Grosse Freiheit (Great Freedom) is the name of the Fassbinder-ish gay bar in this film with a dungeon-style sex club beneath: director and co-writer Sebastian Meise leaves it to us to gauge the exact level of irony in his title. It is visited by Hans, to whom 36-year-old German actor Franz Rogowski brings his typically intense, coiled and opaque personality. It is 1969, just after the West German government has decriminalised gay sex. Hans, recently out of jail for this crime, wanders the subterranean sex-filled corridors with an unfathomable smile. Perhaps he sees their resemblance to prison, whose interiors themselves resemble the public lavatories where Hans broke the law, that prison to which lifer Hans had an institutionalised loyalty, part of the lost generations of gay men whose entire lives were pointlessly consumed.
Great Freedom is a formidably intelligent and well-acted prison movie and also a love story – or perhaps a paradoxically platonic bromance, stretching from the end of the second world war to the moon landing. Hans had been sent to the concentration camps in wartime and in 1945 finds himself back in prison with his number tattooed on his arm. Throughout the film, his civilian existence – his non-prison life – is mostly a mystery. We don’t know about his family or whatever jobs he’s been (briefly) doing. But we do know that he had a love affair with Oskar (Thomas Prenn) who is in prison with him in the 1950s.

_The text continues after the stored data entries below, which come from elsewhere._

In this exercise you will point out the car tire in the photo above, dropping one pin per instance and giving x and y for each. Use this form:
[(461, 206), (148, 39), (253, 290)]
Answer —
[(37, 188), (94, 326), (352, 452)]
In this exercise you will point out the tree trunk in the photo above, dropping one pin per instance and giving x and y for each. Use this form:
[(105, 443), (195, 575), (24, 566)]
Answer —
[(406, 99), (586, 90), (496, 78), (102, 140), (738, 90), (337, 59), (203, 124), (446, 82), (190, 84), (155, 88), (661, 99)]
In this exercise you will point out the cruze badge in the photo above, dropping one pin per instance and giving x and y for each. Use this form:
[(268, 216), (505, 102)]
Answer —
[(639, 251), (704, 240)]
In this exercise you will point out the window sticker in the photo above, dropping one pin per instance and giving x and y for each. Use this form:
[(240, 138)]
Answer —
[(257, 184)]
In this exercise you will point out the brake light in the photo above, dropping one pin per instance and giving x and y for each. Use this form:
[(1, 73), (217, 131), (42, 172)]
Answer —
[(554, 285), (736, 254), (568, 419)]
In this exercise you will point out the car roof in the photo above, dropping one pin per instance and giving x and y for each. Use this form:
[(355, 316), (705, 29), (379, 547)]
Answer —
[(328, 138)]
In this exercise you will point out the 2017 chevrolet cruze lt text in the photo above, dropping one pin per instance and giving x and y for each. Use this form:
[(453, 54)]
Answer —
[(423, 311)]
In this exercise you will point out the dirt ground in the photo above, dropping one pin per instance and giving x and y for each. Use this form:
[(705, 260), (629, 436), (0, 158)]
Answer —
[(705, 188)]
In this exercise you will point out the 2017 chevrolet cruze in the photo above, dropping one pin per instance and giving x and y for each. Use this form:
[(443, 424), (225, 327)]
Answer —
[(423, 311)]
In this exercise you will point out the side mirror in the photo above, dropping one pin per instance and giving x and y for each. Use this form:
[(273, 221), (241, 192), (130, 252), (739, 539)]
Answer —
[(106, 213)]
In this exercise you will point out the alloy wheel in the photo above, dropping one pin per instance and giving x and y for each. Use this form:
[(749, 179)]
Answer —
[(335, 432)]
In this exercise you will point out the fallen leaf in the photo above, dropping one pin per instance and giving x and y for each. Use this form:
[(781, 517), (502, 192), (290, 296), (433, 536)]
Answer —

In the 60s, Hans has a prison moment with Leo (Anton von Lucke), the young teacher arrested with him in the toilet, and for whom Hans makes a self-sacrificial gesture to secure his freedom.
Hans’s real relationship is with his cellmate, a stolid straight man called Viktor (Georg Friedrich), like Hans a recidivist veteran of the system who is initially overwhelmed with homophobic disgust at Hans, but then feels compassion on seeing his tattoo. As their friendship develops, Viktor (after glumly pondering his collection of straight porn) gruffly asks if Hans might, on what both men understand to be a strictly prison basis, attend to his personal needs. Poignantly, in fact tragically, both Viktor and Hans have a sense of themselves which is frozen in the 1940s: prison is for them their only life, certainly their only erotic life. Yet freedom, of a kind, has been available from within.
• Great Freedom is released on 11 March in cinemas.